The Shark’s investment allowed Mont to build production capacity. Although he started out with the intention of focusing on commercial growers, the demand for a product for home gardeners has been huge. Mont is discussing a deal with a distributor that could package PittMoss for consumer sales in large retailers, creating a whole new market for PittMoss.

Mark Cuban is coming in for a meeting, to discuss the expansion plans. Mark advises Mont to offer the distributor a good price per unit, in order to expand further into the market.
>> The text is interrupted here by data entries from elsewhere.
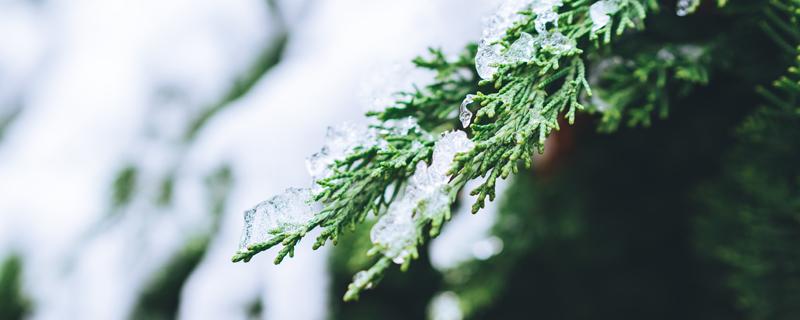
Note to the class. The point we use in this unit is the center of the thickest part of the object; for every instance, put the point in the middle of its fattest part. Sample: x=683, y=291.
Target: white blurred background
x=133, y=134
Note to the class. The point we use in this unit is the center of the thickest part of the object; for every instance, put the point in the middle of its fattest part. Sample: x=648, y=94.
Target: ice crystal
x=522, y=50
x=288, y=211
x=361, y=280
x=490, y=53
x=425, y=196
x=339, y=141
x=463, y=113
x=488, y=59
x=556, y=43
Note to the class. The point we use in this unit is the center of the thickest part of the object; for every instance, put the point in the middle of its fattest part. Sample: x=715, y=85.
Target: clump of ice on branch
x=491, y=54
x=425, y=196
x=339, y=141
x=289, y=211
x=464, y=115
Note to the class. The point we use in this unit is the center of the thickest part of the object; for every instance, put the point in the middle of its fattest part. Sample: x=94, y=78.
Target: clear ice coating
x=490, y=53
x=288, y=211
x=600, y=12
x=556, y=43
x=339, y=141
x=361, y=280
x=463, y=113
x=425, y=195
x=522, y=50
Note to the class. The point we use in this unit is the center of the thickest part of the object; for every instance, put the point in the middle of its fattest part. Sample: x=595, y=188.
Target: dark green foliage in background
x=13, y=303
x=695, y=217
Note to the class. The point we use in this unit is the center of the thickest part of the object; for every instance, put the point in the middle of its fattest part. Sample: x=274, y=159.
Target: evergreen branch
x=538, y=80
x=631, y=90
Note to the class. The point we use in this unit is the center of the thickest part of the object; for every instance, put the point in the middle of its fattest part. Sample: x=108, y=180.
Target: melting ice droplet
x=396, y=231
x=288, y=212
x=522, y=50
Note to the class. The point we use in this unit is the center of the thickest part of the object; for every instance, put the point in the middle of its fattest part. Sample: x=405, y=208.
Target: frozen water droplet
x=557, y=43
x=339, y=141
x=487, y=60
x=600, y=12
x=543, y=19
x=522, y=50
x=463, y=113
x=288, y=212
x=361, y=280
x=396, y=232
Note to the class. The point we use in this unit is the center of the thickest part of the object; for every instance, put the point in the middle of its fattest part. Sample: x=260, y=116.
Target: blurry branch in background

Right now, the company is capable of making 40,000 pounds of PittMoss per day, but the distributor would require a 400% increase in production. This growth creates an obvious problem. Mont needs to decide whether to add a new production line, or to move into a deal with a manufacturer. Adding the lines would cost as much as $1 million, capital that PittMoss does not have in the bank. This is not happy news for Mark Cuban. Mont has the capability to increase production by adding more shifts on his line, but Mark wants to know how Mont intends to address the increases in production.
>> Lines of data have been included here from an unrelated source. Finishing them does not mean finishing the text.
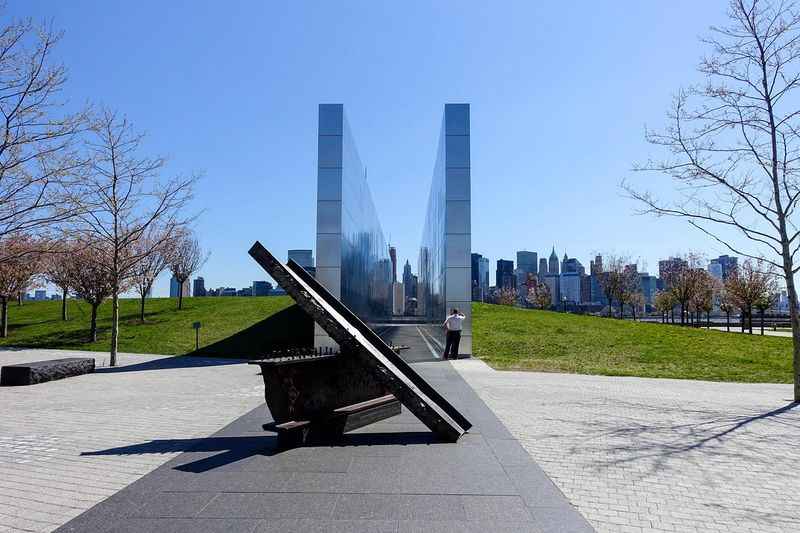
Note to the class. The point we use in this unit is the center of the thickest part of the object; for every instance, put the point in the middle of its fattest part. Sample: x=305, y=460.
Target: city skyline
x=396, y=121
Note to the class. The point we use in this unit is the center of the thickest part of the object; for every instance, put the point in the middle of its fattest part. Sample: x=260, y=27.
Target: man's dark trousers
x=451, y=344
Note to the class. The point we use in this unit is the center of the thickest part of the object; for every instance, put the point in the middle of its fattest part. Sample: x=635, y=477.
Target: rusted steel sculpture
x=322, y=395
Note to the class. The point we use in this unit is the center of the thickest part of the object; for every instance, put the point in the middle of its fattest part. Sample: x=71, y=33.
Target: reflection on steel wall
x=352, y=256
x=444, y=259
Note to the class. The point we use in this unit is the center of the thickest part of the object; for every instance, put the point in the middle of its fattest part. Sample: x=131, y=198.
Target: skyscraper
x=475, y=279
x=304, y=258
x=483, y=276
x=527, y=262
x=552, y=266
x=504, y=276
x=393, y=258
x=542, y=267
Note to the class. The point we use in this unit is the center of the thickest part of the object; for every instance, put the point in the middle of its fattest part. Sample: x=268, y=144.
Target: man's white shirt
x=454, y=322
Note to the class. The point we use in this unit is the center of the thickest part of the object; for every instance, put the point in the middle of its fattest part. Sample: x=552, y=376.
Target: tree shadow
x=643, y=440
x=288, y=328
x=237, y=448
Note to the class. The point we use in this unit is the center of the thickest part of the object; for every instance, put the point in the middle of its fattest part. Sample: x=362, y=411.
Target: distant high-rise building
x=483, y=275
x=715, y=270
x=475, y=278
x=570, y=287
x=504, y=276
x=175, y=288
x=727, y=265
x=199, y=286
x=572, y=265
x=552, y=264
x=553, y=283
x=304, y=258
x=393, y=257
x=648, y=285
x=668, y=266
x=586, y=288
x=398, y=299
x=528, y=262
x=262, y=288
x=596, y=266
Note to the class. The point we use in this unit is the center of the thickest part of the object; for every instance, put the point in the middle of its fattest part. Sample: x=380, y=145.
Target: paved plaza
x=637, y=455
x=176, y=444
x=45, y=477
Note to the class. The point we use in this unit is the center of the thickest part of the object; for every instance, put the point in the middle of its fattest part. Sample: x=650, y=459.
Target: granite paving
x=46, y=475
x=645, y=455
x=390, y=476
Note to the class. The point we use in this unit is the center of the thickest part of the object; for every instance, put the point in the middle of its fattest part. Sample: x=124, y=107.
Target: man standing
x=452, y=325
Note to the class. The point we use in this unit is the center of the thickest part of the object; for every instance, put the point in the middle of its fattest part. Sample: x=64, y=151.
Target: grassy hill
x=520, y=339
x=231, y=327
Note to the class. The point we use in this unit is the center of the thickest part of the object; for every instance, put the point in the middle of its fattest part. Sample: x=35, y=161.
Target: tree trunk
x=64, y=305
x=93, y=327
x=4, y=317
x=114, y=327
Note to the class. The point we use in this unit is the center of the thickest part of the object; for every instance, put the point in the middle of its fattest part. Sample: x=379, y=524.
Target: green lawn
x=520, y=339
x=232, y=327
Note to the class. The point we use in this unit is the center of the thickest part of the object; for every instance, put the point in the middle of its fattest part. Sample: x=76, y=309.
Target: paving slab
x=389, y=476
x=655, y=455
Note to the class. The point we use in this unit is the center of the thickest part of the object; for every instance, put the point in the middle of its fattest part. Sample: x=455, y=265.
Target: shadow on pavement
x=234, y=449
x=290, y=327
x=169, y=363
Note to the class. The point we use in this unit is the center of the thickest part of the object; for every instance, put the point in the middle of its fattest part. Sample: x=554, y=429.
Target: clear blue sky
x=560, y=95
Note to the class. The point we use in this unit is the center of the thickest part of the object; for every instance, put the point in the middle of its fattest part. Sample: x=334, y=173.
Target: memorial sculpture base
x=317, y=398
x=321, y=396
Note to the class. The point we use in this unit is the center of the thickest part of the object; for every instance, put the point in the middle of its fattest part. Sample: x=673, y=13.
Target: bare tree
x=735, y=143
x=90, y=278
x=766, y=301
x=619, y=282
x=185, y=258
x=542, y=297
x=702, y=300
x=122, y=196
x=681, y=279
x=152, y=264
x=750, y=283
x=16, y=271
x=56, y=270
x=38, y=156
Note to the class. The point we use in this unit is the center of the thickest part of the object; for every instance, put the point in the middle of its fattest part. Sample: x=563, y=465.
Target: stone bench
x=42, y=371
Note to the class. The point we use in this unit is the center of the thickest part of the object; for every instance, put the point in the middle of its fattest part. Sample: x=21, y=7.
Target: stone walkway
x=45, y=480
x=636, y=454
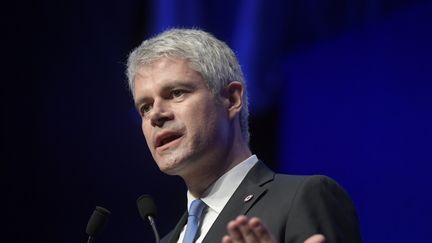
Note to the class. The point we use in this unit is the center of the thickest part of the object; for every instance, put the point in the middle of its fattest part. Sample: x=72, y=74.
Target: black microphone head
x=146, y=206
x=97, y=221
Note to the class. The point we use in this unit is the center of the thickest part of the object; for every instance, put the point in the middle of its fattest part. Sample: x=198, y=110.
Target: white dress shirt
x=218, y=194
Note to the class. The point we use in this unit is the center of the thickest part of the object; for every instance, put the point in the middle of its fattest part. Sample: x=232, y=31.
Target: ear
x=235, y=92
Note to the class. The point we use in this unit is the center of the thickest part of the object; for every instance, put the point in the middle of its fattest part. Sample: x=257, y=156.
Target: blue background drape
x=341, y=88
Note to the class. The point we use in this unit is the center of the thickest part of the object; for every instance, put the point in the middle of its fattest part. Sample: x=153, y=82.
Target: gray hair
x=212, y=58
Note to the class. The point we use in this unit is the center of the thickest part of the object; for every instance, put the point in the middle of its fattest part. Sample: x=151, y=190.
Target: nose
x=160, y=113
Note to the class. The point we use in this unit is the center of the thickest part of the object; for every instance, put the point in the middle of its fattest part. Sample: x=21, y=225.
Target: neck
x=203, y=177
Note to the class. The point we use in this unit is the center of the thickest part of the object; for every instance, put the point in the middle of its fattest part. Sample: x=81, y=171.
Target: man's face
x=182, y=121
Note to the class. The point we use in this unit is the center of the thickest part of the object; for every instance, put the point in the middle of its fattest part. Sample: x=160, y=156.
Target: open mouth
x=167, y=139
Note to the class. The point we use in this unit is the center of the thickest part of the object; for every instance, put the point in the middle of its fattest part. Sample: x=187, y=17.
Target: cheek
x=147, y=133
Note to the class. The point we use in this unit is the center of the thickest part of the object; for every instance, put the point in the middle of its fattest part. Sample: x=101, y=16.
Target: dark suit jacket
x=292, y=207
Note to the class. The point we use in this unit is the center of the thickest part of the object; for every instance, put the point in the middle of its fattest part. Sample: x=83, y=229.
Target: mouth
x=166, y=140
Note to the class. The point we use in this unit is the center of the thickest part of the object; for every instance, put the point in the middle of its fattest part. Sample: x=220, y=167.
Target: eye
x=144, y=109
x=177, y=93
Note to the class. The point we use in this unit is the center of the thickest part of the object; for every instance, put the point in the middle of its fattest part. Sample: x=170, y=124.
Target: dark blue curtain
x=342, y=88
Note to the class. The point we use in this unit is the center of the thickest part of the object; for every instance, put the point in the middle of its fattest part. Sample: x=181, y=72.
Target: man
x=190, y=92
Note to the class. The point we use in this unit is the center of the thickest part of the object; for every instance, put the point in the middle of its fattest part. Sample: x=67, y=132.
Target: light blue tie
x=195, y=211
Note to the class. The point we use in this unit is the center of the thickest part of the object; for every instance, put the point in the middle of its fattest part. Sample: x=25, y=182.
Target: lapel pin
x=248, y=198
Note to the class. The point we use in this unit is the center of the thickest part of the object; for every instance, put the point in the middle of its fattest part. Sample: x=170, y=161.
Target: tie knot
x=196, y=208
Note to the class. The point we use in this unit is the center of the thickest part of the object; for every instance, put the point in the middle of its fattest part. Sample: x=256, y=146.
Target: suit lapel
x=238, y=204
x=177, y=230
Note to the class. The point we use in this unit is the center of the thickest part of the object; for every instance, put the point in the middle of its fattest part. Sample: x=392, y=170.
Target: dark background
x=341, y=88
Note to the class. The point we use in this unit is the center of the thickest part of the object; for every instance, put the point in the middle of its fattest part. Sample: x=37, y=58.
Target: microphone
x=97, y=223
x=148, y=212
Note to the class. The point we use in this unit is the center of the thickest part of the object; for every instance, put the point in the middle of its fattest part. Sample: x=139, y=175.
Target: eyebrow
x=171, y=85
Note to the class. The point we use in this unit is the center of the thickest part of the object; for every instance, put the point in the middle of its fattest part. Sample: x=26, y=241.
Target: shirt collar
x=218, y=194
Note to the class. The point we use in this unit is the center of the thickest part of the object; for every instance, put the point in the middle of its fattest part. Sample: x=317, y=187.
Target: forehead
x=166, y=71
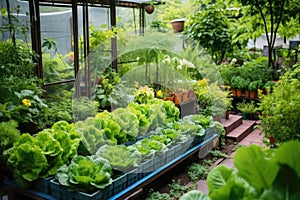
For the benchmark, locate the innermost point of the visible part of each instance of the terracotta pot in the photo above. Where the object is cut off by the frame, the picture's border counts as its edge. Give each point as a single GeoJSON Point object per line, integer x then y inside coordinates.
{"type": "Point", "coordinates": [177, 98]}
{"type": "Point", "coordinates": [171, 98]}
{"type": "Point", "coordinates": [192, 94]}
{"type": "Point", "coordinates": [178, 25]}
{"type": "Point", "coordinates": [227, 114]}
{"type": "Point", "coordinates": [246, 93]}
{"type": "Point", "coordinates": [239, 92]}
{"type": "Point", "coordinates": [253, 94]}
{"type": "Point", "coordinates": [149, 9]}
{"type": "Point", "coordinates": [185, 96]}
{"type": "Point", "coordinates": [233, 92]}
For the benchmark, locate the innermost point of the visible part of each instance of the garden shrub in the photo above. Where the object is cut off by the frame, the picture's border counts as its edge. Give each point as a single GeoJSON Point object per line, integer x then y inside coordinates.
{"type": "Point", "coordinates": [281, 109]}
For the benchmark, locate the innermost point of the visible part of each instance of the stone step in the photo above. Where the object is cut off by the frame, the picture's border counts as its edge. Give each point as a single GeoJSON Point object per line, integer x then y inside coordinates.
{"type": "Point", "coordinates": [233, 122]}
{"type": "Point", "coordinates": [241, 131]}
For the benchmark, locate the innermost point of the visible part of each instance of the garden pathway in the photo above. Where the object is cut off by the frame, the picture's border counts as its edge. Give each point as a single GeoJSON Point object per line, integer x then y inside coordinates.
{"type": "Point", "coordinates": [255, 137]}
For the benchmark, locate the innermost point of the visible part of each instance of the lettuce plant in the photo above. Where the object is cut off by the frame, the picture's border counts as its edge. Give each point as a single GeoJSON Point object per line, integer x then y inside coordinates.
{"type": "Point", "coordinates": [85, 173]}
{"type": "Point", "coordinates": [120, 157]}
{"type": "Point", "coordinates": [128, 122]}
{"type": "Point", "coordinates": [41, 155]}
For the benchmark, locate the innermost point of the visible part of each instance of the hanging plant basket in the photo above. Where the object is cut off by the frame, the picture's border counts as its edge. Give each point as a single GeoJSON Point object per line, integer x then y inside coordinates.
{"type": "Point", "coordinates": [178, 25]}
{"type": "Point", "coordinates": [149, 9]}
“What I need from you immediately,” he says “Is a spreadsheet that gives me least cost, middle cost, and top of the line. I don’t have a problem giving you more money, but I need those options, so we’ll know what percentage of capacity we’ll hit today, six months from now, and a year from now.”

Mark encourages Mont to keep his focus on replacing peat moss with PittMoss. Mont comes out of the meeting feeling confident going into his meeting with the distributor. Mark has empowered him by discussing the options for increasing his production capacity.
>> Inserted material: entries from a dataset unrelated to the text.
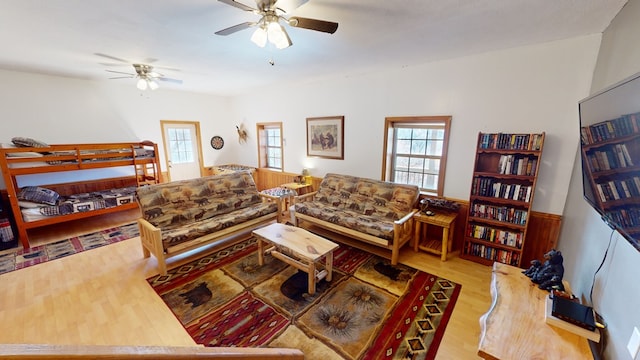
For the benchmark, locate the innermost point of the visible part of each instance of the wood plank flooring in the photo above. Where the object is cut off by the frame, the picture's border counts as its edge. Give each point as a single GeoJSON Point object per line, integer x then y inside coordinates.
{"type": "Point", "coordinates": [101, 297]}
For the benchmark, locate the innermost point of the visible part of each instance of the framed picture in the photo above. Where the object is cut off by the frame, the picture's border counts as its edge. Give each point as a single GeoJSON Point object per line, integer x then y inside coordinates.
{"type": "Point", "coordinates": [325, 137]}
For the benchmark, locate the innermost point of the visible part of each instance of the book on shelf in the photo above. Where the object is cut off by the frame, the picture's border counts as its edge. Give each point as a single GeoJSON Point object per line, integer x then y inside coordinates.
{"type": "Point", "coordinates": [506, 141]}
{"type": "Point", "coordinates": [610, 129]}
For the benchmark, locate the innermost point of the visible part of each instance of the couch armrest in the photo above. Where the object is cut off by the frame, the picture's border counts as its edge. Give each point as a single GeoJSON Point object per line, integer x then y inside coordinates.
{"type": "Point", "coordinates": [278, 200]}
{"type": "Point", "coordinates": [303, 198]}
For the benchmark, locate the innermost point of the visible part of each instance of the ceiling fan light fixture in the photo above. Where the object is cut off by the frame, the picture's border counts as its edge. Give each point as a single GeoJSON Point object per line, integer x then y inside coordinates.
{"type": "Point", "coordinates": [259, 37]}
{"type": "Point", "coordinates": [278, 36]}
{"type": "Point", "coordinates": [142, 84]}
{"type": "Point", "coordinates": [152, 84]}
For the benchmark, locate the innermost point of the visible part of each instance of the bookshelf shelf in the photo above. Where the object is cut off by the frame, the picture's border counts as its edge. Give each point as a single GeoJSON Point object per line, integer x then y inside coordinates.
{"type": "Point", "coordinates": [504, 179]}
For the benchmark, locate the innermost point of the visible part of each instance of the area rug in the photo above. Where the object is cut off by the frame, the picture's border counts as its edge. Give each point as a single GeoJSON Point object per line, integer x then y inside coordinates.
{"type": "Point", "coordinates": [21, 258]}
{"type": "Point", "coordinates": [369, 310]}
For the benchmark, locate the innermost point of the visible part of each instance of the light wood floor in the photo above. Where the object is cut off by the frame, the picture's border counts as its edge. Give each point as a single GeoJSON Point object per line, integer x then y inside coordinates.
{"type": "Point", "coordinates": [101, 297]}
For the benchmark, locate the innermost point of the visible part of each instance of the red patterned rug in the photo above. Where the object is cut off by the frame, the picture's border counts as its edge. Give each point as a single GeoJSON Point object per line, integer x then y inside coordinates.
{"type": "Point", "coordinates": [369, 310]}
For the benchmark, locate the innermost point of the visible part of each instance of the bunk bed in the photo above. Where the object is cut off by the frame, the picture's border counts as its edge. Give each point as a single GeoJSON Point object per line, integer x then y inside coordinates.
{"type": "Point", "coordinates": [35, 201]}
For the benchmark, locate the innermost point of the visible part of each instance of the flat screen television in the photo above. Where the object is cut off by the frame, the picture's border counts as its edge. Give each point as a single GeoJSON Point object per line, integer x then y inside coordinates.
{"type": "Point", "coordinates": [610, 152]}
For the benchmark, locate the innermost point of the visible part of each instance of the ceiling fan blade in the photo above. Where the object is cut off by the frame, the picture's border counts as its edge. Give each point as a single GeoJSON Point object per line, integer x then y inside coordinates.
{"type": "Point", "coordinates": [175, 81]}
{"type": "Point", "coordinates": [111, 57]}
{"type": "Point", "coordinates": [313, 24]}
{"type": "Point", "coordinates": [289, 5]}
{"type": "Point", "coordinates": [235, 28]}
{"type": "Point", "coordinates": [120, 72]}
{"type": "Point", "coordinates": [238, 5]}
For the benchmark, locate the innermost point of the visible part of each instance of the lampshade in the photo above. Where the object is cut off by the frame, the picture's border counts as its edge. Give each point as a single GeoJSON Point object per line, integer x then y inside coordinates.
{"type": "Point", "coordinates": [142, 84]}
{"type": "Point", "coordinates": [259, 37]}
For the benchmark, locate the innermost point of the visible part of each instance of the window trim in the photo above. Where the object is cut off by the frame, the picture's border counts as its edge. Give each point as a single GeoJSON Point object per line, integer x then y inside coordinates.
{"type": "Point", "coordinates": [262, 147]}
{"type": "Point", "coordinates": [387, 147]}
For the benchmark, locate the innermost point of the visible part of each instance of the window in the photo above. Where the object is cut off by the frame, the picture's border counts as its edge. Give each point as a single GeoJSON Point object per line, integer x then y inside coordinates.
{"type": "Point", "coordinates": [270, 145]}
{"type": "Point", "coordinates": [415, 151]}
{"type": "Point", "coordinates": [181, 145]}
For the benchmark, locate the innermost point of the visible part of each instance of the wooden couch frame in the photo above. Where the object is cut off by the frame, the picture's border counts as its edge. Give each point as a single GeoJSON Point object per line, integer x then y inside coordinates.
{"type": "Point", "coordinates": [402, 231]}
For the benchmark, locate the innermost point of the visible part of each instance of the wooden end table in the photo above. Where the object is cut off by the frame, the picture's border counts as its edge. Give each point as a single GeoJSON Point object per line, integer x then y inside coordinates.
{"type": "Point", "coordinates": [443, 219]}
{"type": "Point", "coordinates": [301, 189]}
{"type": "Point", "coordinates": [298, 248]}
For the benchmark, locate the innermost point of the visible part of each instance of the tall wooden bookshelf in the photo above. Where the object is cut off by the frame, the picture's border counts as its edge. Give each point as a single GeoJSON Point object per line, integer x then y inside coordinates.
{"type": "Point", "coordinates": [504, 181]}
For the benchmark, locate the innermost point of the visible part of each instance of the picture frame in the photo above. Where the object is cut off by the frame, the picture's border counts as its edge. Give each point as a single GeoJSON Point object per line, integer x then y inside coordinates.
{"type": "Point", "coordinates": [325, 137]}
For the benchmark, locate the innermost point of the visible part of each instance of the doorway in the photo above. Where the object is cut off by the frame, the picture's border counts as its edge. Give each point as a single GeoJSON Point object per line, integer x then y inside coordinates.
{"type": "Point", "coordinates": [182, 147]}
The topic comes up at the meeting with the distributor, and, with Mark’s encouragement, Mont can answer confidently. The buyer has some packaging ideas ready, and they discuss moving into 50 to 100 stores within a year. The deal is looking strong, and PitMoss is on track to grow.

“It’s just an amazing feeling,” says Mont. “How could you not be thrilled to see my little startup brand that I envisioned, next to a totally established, well-known consumer brand. I feel like we’ve got something really solid here.”

PittMoss’s future is firmly rooted in the confidence of the Sharks and the plans for the future.